= Murder of Ian Feinberg =

Ian Sean Feinberg (1963–1993) was an Israeli lawyer who was also the legal counsel for Office of Co-operation for Development in Gaza, a European-funded aid project which provided loans to Gazan businessmen. At age 30, he was murdered by terrorists who burst into the room while he was participating in a business meeting to discuss economic development in their Gaza offices.

== Biography ==
Feinberg was born in South Africa in 1963 and moved to Israel after completing high school. He attended the Bar Ilan University law school, where he graduated with outstanding grades. After serving in the army, he opened a law office in Tel Aviv and, among other things, provided legal representation to commercial interests in Gaza. He also served as the legal counsel for the Gaza offices of Co-operation for Development, a European-funded aid project which makes loans to businessmen.

He was survived by a widow, Ofra, three small children, parents and siblings.

== Murder ==
On Sunday afternoon on April 18, 1993 he participated in a business meeting at the Gaza offices of Co-operation for Development. Two killers, armed with a Kalashnikov assault rifle, knives and a hatchet, burst into the meeting at about 4:30pm, claiming that they had come to "murder the Jew." Local employees and others who were present pleaded with the gunmen not to attack him, but they stabbed Feinberg in the throat many times and hacked his head with a hatchet.
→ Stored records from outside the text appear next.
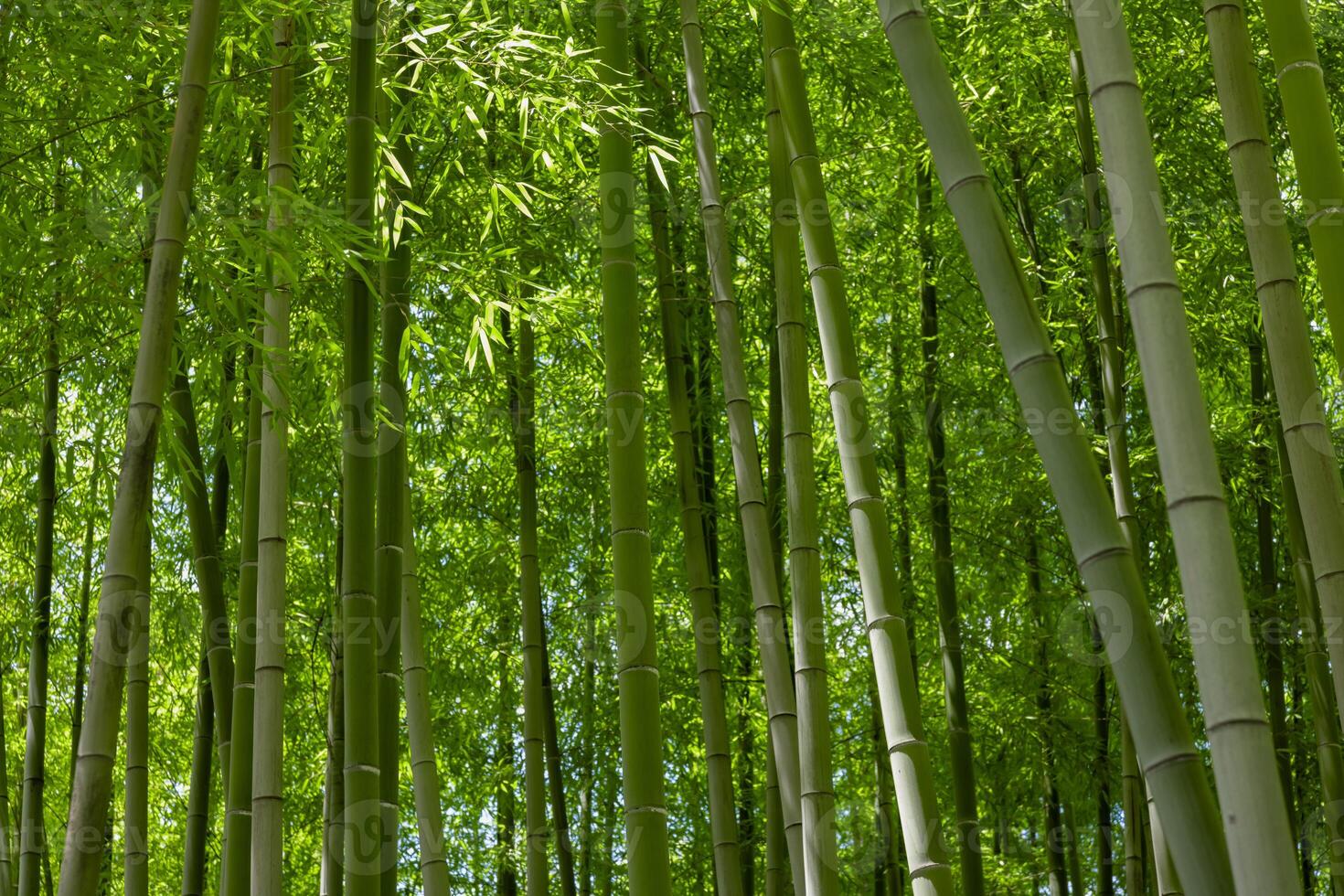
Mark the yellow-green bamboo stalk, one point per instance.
(637, 669)
(1105, 560)
(705, 621)
(766, 598)
(887, 637)
(1298, 391)
(363, 815)
(134, 833)
(420, 721)
(1326, 718)
(83, 847)
(235, 860)
(33, 836)
(1254, 816)
(273, 493)
(1316, 155)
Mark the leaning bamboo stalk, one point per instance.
(1316, 155)
(522, 404)
(420, 721)
(1329, 753)
(805, 825)
(235, 859)
(944, 569)
(33, 836)
(197, 798)
(8, 876)
(273, 506)
(887, 635)
(1104, 558)
(1301, 410)
(205, 559)
(705, 621)
(85, 586)
(1254, 817)
(391, 452)
(136, 816)
(363, 822)
(83, 845)
(637, 670)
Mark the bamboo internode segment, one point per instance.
(812, 861)
(1100, 547)
(887, 637)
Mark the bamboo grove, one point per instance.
(649, 446)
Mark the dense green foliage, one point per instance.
(495, 192)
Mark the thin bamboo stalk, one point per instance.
(705, 621)
(1301, 410)
(1101, 549)
(637, 669)
(235, 860)
(805, 827)
(363, 813)
(420, 721)
(887, 637)
(33, 837)
(197, 797)
(1316, 155)
(134, 833)
(1329, 755)
(83, 845)
(268, 776)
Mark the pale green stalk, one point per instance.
(1105, 560)
(637, 669)
(83, 847)
(887, 635)
(420, 721)
(1254, 816)
(268, 775)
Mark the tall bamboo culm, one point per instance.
(1316, 155)
(1112, 372)
(420, 721)
(83, 847)
(1254, 816)
(1301, 409)
(197, 797)
(705, 621)
(944, 567)
(363, 827)
(85, 590)
(809, 661)
(235, 861)
(766, 600)
(887, 635)
(636, 649)
(522, 404)
(8, 868)
(273, 492)
(33, 836)
(134, 833)
(391, 452)
(1101, 549)
(210, 583)
(1326, 719)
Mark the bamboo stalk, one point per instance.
(273, 495)
(83, 845)
(705, 621)
(1101, 549)
(887, 637)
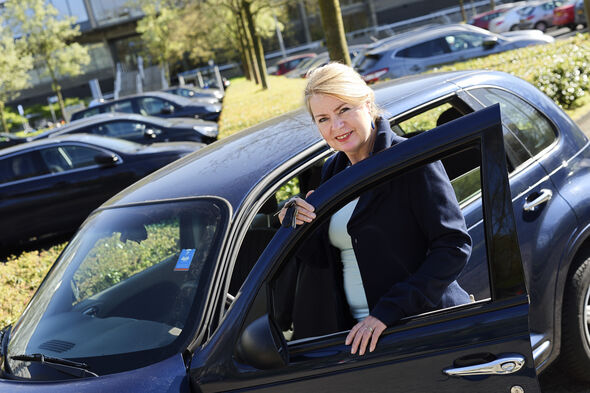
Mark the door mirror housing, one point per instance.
(262, 345)
(150, 133)
(106, 159)
(167, 109)
(490, 42)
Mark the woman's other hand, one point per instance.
(304, 211)
(369, 329)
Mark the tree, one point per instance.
(14, 67)
(334, 30)
(48, 40)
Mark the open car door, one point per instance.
(483, 346)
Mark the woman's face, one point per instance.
(345, 127)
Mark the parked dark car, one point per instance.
(48, 187)
(139, 129)
(158, 104)
(7, 140)
(437, 45)
(190, 91)
(205, 276)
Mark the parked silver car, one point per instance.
(538, 15)
(436, 45)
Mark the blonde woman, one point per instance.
(400, 247)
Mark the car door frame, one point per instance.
(214, 365)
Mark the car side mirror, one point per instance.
(167, 109)
(262, 345)
(149, 133)
(489, 43)
(106, 159)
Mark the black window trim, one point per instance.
(556, 131)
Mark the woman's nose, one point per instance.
(337, 122)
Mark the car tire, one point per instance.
(575, 335)
(541, 26)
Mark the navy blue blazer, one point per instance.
(410, 241)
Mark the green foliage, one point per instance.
(19, 278)
(47, 38)
(565, 78)
(559, 69)
(112, 261)
(291, 188)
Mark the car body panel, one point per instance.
(325, 361)
(254, 166)
(53, 203)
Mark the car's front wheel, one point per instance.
(575, 344)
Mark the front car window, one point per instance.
(435, 47)
(127, 292)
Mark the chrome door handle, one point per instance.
(544, 196)
(504, 365)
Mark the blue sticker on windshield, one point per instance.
(184, 259)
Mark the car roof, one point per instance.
(249, 156)
(96, 140)
(420, 35)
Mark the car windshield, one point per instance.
(128, 291)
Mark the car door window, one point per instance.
(151, 105)
(80, 156)
(121, 129)
(462, 41)
(23, 166)
(528, 124)
(435, 47)
(123, 106)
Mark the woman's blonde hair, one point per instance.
(342, 82)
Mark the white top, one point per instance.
(353, 284)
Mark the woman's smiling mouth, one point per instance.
(343, 136)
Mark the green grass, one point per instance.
(247, 104)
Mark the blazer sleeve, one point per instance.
(432, 201)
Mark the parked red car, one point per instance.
(287, 64)
(483, 20)
(564, 15)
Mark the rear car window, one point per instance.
(527, 123)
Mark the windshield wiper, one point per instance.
(65, 366)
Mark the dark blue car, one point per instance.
(184, 282)
(157, 103)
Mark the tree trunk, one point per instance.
(57, 88)
(334, 30)
(249, 47)
(246, 65)
(257, 45)
(463, 11)
(4, 125)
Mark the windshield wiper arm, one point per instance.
(69, 367)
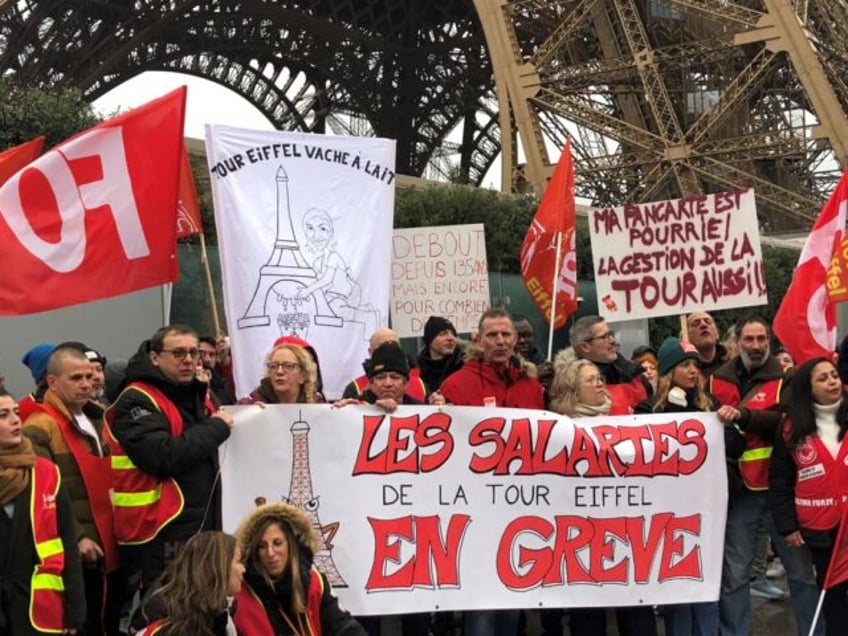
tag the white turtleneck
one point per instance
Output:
(827, 426)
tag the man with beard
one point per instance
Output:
(703, 333)
(748, 387)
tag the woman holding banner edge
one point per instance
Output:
(808, 469)
(578, 390)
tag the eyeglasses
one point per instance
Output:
(181, 354)
(288, 367)
(594, 380)
(609, 336)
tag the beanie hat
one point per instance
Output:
(36, 359)
(673, 352)
(388, 357)
(434, 326)
(643, 353)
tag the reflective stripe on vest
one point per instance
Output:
(143, 504)
(754, 462)
(46, 601)
(251, 617)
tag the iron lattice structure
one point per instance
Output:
(663, 98)
(408, 70)
(669, 98)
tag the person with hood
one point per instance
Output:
(494, 376)
(193, 595)
(165, 436)
(681, 389)
(283, 592)
(37, 539)
(288, 378)
(441, 354)
(592, 339)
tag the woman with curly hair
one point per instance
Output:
(289, 378)
(808, 475)
(283, 592)
(193, 594)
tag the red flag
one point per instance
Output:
(805, 322)
(15, 158)
(188, 210)
(556, 214)
(837, 571)
(95, 216)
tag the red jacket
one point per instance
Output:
(479, 383)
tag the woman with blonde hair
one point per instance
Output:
(283, 591)
(193, 594)
(289, 378)
(578, 390)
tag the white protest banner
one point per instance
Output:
(304, 227)
(674, 257)
(439, 271)
(472, 508)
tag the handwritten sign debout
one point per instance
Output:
(439, 271)
(674, 257)
(463, 508)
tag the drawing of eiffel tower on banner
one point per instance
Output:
(301, 495)
(287, 270)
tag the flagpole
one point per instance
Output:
(204, 258)
(554, 296)
(818, 611)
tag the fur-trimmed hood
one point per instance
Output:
(248, 533)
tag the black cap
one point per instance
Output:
(388, 357)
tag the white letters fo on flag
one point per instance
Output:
(74, 200)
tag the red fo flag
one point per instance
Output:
(837, 571)
(188, 210)
(95, 216)
(16, 158)
(805, 322)
(555, 215)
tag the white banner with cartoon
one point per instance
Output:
(472, 508)
(304, 229)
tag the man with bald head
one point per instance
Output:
(415, 389)
(703, 333)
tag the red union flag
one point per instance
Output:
(556, 214)
(188, 210)
(805, 322)
(95, 216)
(14, 159)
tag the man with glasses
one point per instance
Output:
(591, 338)
(164, 452)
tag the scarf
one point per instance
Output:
(15, 464)
(585, 410)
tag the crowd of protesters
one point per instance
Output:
(110, 483)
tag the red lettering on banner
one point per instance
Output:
(524, 448)
(431, 432)
(592, 550)
(431, 554)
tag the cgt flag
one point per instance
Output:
(95, 216)
(805, 322)
(16, 158)
(539, 258)
(188, 210)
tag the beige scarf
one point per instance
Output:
(15, 464)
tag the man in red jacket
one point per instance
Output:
(494, 376)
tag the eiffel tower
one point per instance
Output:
(301, 495)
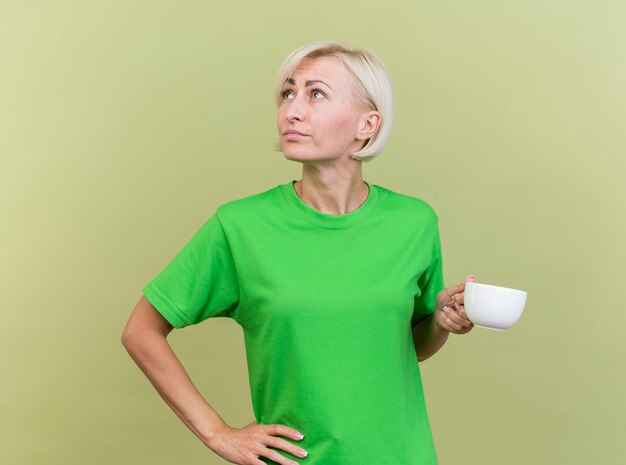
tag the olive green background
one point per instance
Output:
(125, 124)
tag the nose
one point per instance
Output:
(295, 109)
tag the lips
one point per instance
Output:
(293, 131)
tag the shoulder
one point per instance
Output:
(249, 206)
(404, 204)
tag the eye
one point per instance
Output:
(317, 91)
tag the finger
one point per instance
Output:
(280, 443)
(459, 319)
(277, 457)
(460, 310)
(276, 429)
(448, 320)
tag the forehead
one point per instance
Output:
(328, 69)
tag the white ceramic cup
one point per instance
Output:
(493, 307)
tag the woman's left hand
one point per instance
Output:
(450, 309)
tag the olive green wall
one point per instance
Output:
(125, 124)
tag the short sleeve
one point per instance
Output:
(200, 282)
(430, 282)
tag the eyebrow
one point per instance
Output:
(308, 83)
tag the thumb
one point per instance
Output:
(458, 288)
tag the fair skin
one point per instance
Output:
(333, 126)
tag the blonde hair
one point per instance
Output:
(372, 86)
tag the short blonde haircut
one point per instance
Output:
(372, 86)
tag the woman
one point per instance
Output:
(336, 282)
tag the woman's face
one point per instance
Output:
(317, 100)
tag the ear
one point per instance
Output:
(369, 122)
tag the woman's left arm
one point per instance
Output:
(430, 334)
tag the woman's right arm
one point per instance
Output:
(145, 339)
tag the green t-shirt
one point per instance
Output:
(326, 304)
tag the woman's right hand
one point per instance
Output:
(243, 446)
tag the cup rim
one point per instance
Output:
(493, 286)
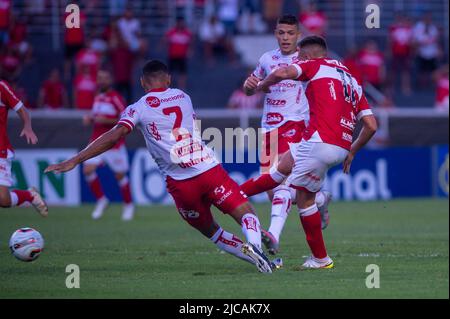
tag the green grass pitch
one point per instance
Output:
(159, 256)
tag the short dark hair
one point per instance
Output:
(288, 19)
(313, 40)
(154, 67)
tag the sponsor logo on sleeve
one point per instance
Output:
(347, 137)
(347, 124)
(274, 102)
(153, 101)
(274, 118)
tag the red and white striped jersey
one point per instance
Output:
(8, 101)
(286, 100)
(107, 105)
(336, 101)
(166, 118)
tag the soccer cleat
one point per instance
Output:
(270, 242)
(38, 203)
(257, 255)
(314, 263)
(128, 212)
(323, 210)
(100, 207)
(276, 264)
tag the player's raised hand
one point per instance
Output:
(29, 135)
(348, 162)
(61, 167)
(251, 83)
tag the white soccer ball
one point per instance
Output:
(26, 244)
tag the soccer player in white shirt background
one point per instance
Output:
(286, 113)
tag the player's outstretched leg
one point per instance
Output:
(128, 207)
(230, 243)
(281, 205)
(245, 216)
(323, 199)
(96, 189)
(18, 197)
(311, 221)
(263, 183)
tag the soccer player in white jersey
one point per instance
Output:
(286, 112)
(336, 103)
(194, 177)
(107, 109)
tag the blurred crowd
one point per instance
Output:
(414, 49)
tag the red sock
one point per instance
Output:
(125, 190)
(22, 197)
(313, 230)
(259, 185)
(95, 186)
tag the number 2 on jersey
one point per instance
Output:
(178, 118)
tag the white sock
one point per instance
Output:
(91, 177)
(124, 181)
(14, 199)
(293, 192)
(281, 205)
(320, 199)
(252, 229)
(276, 175)
(230, 243)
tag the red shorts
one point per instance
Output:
(289, 132)
(194, 196)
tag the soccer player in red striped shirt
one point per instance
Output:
(12, 198)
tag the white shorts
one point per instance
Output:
(312, 162)
(116, 159)
(5, 170)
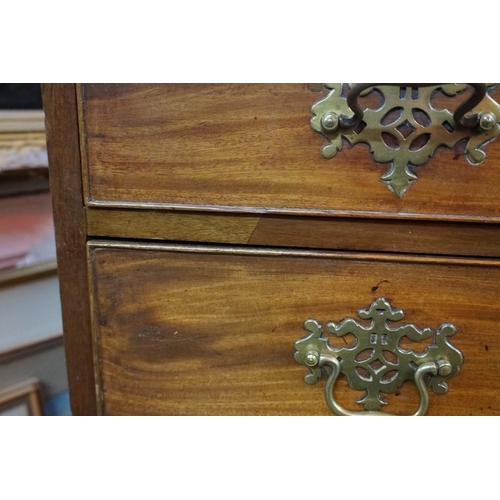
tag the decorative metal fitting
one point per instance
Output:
(377, 363)
(406, 128)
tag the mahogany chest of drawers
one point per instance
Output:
(214, 248)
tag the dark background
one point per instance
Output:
(20, 96)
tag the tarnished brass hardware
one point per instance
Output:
(406, 129)
(377, 363)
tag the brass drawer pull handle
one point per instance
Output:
(376, 362)
(458, 115)
(404, 127)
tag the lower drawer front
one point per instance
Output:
(205, 330)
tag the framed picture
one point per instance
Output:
(21, 400)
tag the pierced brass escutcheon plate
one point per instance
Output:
(377, 363)
(406, 128)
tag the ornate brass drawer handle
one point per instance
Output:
(406, 127)
(377, 363)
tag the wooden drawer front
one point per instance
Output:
(206, 330)
(241, 147)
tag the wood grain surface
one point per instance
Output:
(249, 147)
(372, 235)
(59, 102)
(210, 331)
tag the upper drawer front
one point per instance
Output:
(204, 330)
(250, 147)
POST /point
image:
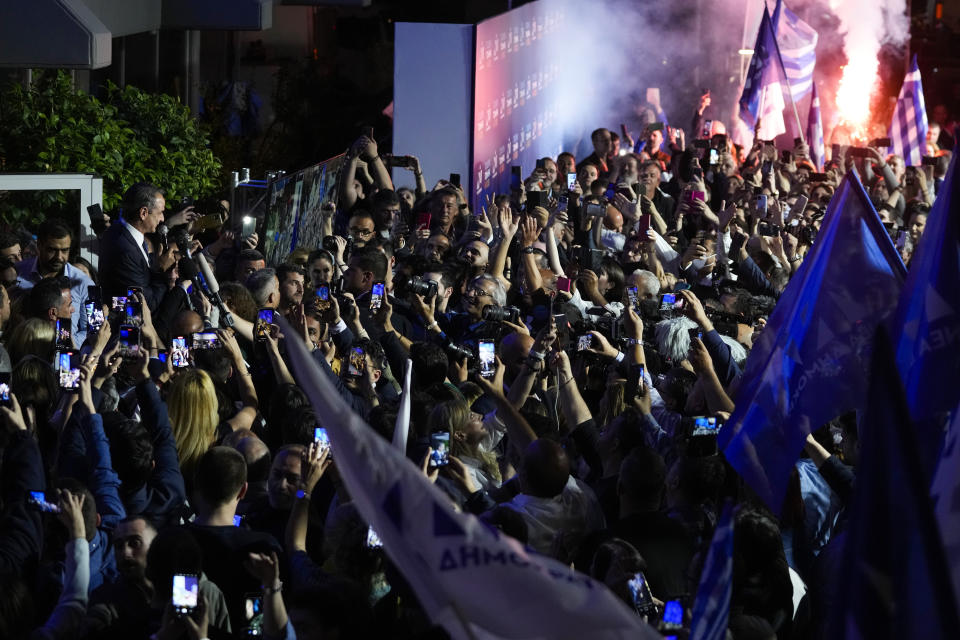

The killers were part of the Red Eagles, the armed wing affiliated with George Habash’s Popular Front for the Liberation of Palestine (PFLP).

His murder sent shock waves throughout Gaza and Israel. Issam Shawa, Palestinian head of a US aid agency in Gaza, said the murder was particularly shocking because the victim was 'clearly trying to help Gazans and their economy'. It broke an unwritten rule that non-partisan Israelis, such as lawyers and journalists, enjoy immunity from terrorist attacks. The Davar newspaper said that with Feinberg's murder a dream was also murdered. Ian believed that you had to help people, no matter who they were, what their religion, background or political views.

His sister, Gila Molcho said that he believed in people and that by bringing work to Gaza he would be improving their quality of life. He didn't worry about working in Gaza and never imagined that someone would attack him in the office because of his work.

== Murderers ==
- Rafat Ali Muhammad Aruqi knew Feinberg personally. He was arrested in May 1993 and given a life sentence for his role in Feinberg's murder. He was released in 2011 as part of the prisoner exchange that freed IDF soldier Gilad Shalit who was held by Hamas in Gaza for five years.

- Omar Issa Masoud was working as a guard at the European Union building where Feinberg was volunteering. He was the main murderer and wielded the hatchet. He was arrested shortly after the murder and sentenced to 90 years in prison. He was released in 2013 in a prisoner exchange connected to a four-stage prisoner release deal.

- Yusef Abed al-Al was imprisoned in 1994 as an accessory to Ian's murder for providing information to the murderers and for carrying out several grenade attacks and murdering Sami Ramadan. He was sentenced to 22 years imprisonment. He was one of twenty six prisoners released in August 2013 as part of a confidence-building measure aimed at bolstering renewed Palestinian-Israeli peace negotiations.

== Burial ==
He is buried in the Kiryat Shaul cemetery in Tel Aviv in a special section for terrorist victims.